No authors listed. Pediatrics. 1993 Mar.

Abstract

This report describes the Vermont-Oxford Trials Network, a voluntary collaborative research network, and summarizes the outcomes and medical interventions for very low birth weight infants at participating centers in 1990. The Vermont-Oxford Trials Network included 36 centers in 1990 (11% university hospitals, 44% university affiliates, 44% nonaffiliated) with a total of 2961 infants weighing 501 to 1500 g (median 73 infants, range 5 to 172). Eighty percent of the infants were inborn and 65% were white.
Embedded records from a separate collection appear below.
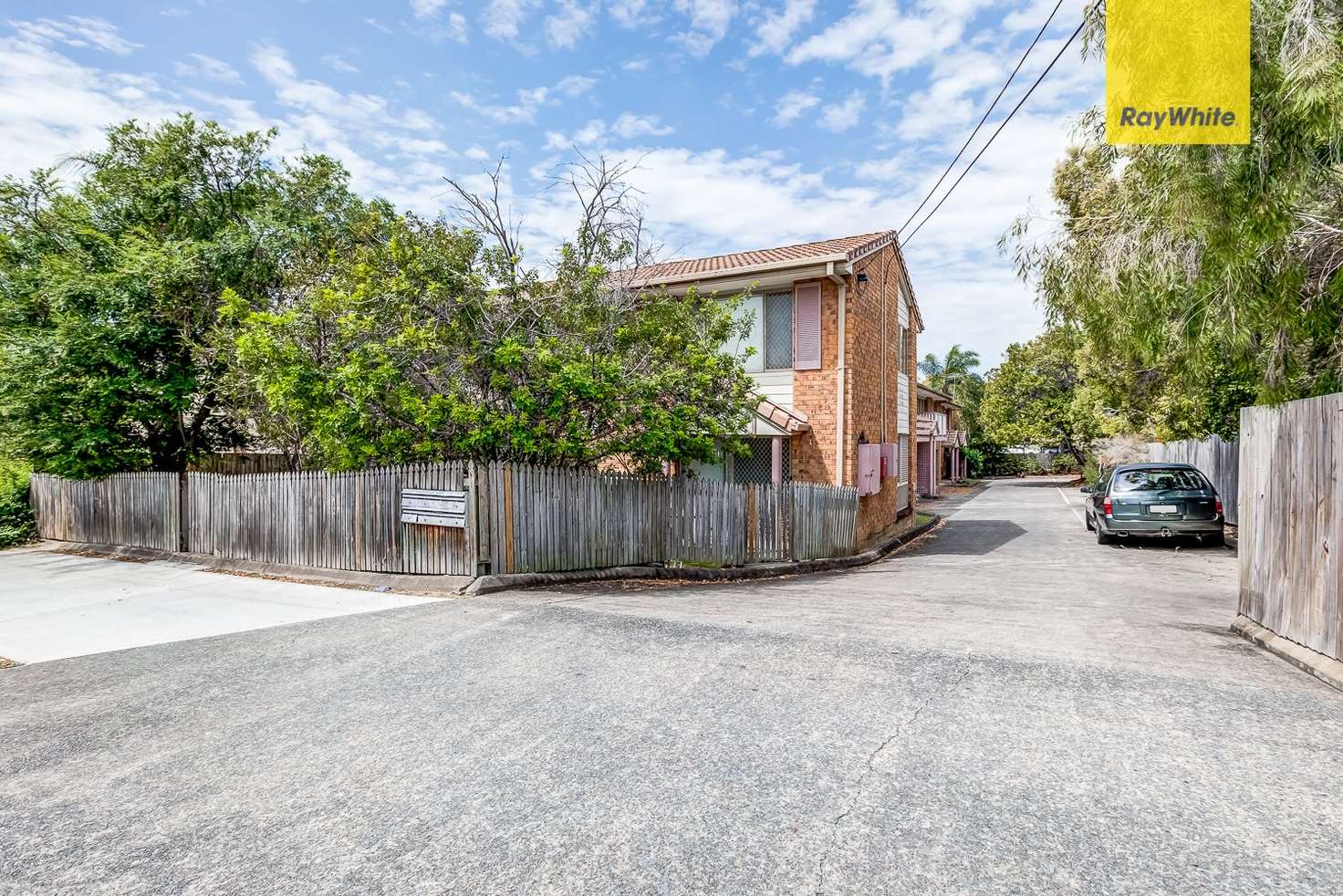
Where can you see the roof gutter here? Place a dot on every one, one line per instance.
(736, 272)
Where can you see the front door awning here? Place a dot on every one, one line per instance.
(776, 420)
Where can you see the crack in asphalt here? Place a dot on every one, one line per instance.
(872, 762)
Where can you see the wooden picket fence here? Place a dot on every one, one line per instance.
(328, 520)
(549, 520)
(521, 519)
(131, 509)
(1220, 461)
(1291, 534)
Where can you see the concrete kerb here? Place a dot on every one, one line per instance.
(450, 586)
(1327, 669)
(508, 582)
(437, 586)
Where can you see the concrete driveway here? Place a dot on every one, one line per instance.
(63, 605)
(1005, 708)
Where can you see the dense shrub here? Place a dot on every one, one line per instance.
(15, 512)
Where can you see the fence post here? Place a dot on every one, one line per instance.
(182, 512)
(478, 516)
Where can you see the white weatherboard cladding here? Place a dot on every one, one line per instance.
(776, 386)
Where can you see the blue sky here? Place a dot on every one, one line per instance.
(754, 122)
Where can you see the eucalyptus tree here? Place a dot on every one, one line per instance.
(111, 270)
(1205, 277)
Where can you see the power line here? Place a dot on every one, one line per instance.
(987, 111)
(1004, 124)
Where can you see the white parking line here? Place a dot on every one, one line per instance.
(1064, 496)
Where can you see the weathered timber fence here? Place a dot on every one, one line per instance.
(1291, 532)
(1218, 460)
(329, 520)
(133, 509)
(547, 520)
(520, 519)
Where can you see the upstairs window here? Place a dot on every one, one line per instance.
(778, 330)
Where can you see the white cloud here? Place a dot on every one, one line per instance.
(877, 39)
(844, 116)
(791, 105)
(426, 8)
(210, 68)
(575, 85)
(597, 132)
(709, 22)
(776, 31)
(521, 111)
(77, 31)
(504, 17)
(571, 22)
(629, 14)
(53, 107)
(338, 63)
(630, 125)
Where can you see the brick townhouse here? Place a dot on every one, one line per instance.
(836, 344)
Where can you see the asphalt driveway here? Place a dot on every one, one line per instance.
(996, 710)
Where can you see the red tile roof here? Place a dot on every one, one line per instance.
(691, 267)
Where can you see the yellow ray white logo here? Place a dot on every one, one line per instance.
(1178, 71)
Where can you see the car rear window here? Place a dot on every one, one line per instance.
(1160, 480)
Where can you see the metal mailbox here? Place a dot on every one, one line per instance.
(432, 506)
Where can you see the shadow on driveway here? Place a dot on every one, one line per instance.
(973, 537)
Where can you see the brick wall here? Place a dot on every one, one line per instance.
(814, 392)
(869, 346)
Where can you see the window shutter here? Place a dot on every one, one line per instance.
(806, 328)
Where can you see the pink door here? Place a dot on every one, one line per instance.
(925, 468)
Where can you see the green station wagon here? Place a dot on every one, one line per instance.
(1154, 500)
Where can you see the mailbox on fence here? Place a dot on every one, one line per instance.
(432, 506)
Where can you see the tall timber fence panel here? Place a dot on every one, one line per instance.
(130, 509)
(554, 520)
(328, 520)
(1218, 460)
(1291, 532)
(515, 517)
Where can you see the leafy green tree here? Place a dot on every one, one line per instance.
(430, 341)
(1033, 397)
(109, 289)
(16, 524)
(1205, 277)
(956, 375)
(944, 374)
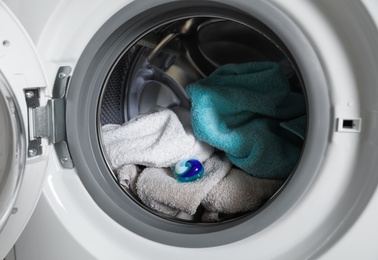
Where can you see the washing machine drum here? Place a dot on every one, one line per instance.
(138, 68)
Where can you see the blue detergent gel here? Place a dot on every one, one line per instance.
(188, 170)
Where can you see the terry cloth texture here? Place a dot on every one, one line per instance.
(160, 190)
(158, 139)
(239, 192)
(239, 109)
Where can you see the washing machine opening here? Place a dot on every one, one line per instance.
(224, 92)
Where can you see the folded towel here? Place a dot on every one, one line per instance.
(127, 176)
(239, 192)
(239, 108)
(159, 189)
(158, 139)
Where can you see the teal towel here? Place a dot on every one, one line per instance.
(249, 111)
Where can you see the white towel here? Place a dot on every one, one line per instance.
(239, 192)
(158, 139)
(159, 189)
(127, 176)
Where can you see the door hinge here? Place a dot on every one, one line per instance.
(49, 121)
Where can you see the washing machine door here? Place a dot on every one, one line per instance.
(23, 158)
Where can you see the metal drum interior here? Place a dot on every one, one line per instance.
(157, 67)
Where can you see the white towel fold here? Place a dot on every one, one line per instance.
(239, 192)
(160, 190)
(157, 139)
(127, 176)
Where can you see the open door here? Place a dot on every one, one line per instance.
(22, 165)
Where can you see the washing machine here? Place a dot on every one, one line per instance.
(67, 68)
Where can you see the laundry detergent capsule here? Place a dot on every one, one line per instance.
(188, 170)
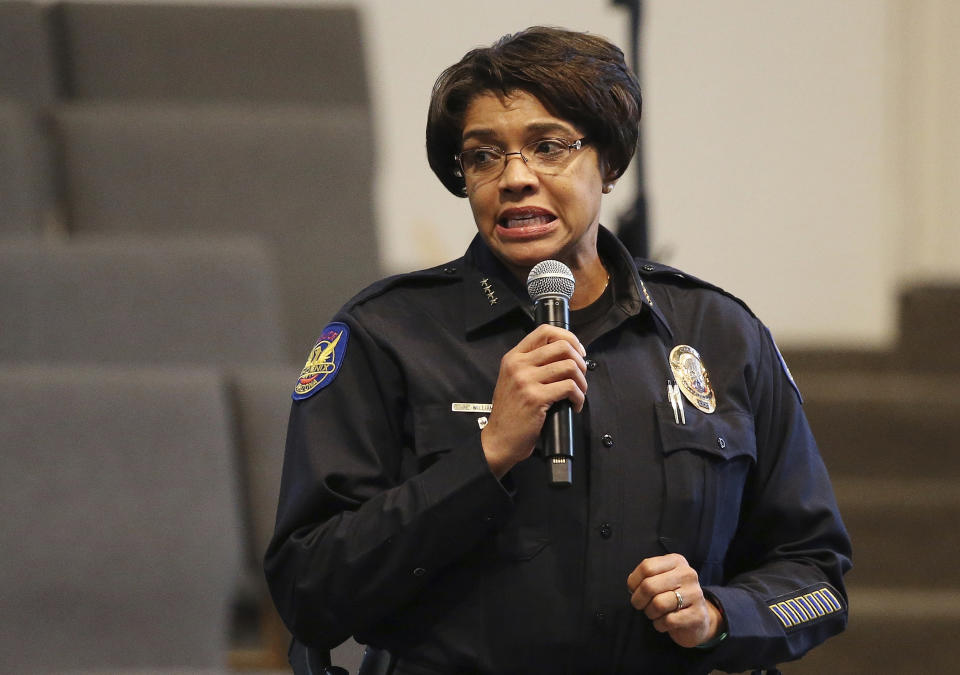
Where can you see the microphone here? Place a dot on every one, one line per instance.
(550, 285)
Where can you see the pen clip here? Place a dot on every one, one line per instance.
(676, 402)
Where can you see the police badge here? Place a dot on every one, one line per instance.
(692, 378)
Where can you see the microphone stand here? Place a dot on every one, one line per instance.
(632, 227)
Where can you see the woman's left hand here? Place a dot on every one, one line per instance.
(667, 590)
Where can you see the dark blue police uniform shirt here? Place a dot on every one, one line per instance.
(392, 528)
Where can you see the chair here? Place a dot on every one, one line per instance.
(299, 178)
(138, 301)
(120, 533)
(26, 54)
(27, 191)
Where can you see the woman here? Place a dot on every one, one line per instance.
(700, 530)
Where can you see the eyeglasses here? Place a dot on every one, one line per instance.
(545, 156)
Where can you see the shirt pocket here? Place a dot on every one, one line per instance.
(705, 466)
(437, 430)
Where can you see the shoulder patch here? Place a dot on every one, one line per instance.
(807, 606)
(324, 361)
(660, 272)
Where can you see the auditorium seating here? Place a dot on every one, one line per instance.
(139, 301)
(120, 531)
(888, 426)
(230, 53)
(27, 194)
(26, 54)
(187, 184)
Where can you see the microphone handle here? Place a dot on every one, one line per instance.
(556, 437)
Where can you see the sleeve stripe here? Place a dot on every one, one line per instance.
(793, 612)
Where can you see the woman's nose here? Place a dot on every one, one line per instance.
(517, 175)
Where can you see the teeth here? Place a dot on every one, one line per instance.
(527, 221)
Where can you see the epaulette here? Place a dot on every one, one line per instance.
(664, 273)
(444, 273)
The overall network frequencies for selected interventions and outcomes were as follows: prenatal care, 90%; a complete course of antenatal corticosteroids, 12%; cesarean section, 56%; surfactant therapy, 49%; postnatal steroids for chronic lung disease, 16%; high-frequency ventilation, 4%; patent ductus arteriosus, 31%; necrotizing enterocolitis, 6%; bacterial sepsis, 16%; and intraventricular hemorrhage, 26%. By 28 days, 15% of the infants had died and 8% had been transferred, whereas by discharge 18% had died and 18% had been transferred. There were marked variations among the centers in the frequencies of different medical interventions and in the frequencies of various clinical outcomes. The Vermont-Oxford Trials Network is a unique collaborative research group composed of a broad range of neonatal intensive care units. During 1990 there were considerable differences among the centers in the interventions used and patient outcomes observed. The investigators plan to devote the resources of the Network to a research program of randomized trials and outcome studies so that effective interventions can be identified and the quality of neonatal intensive care can be continuously improved.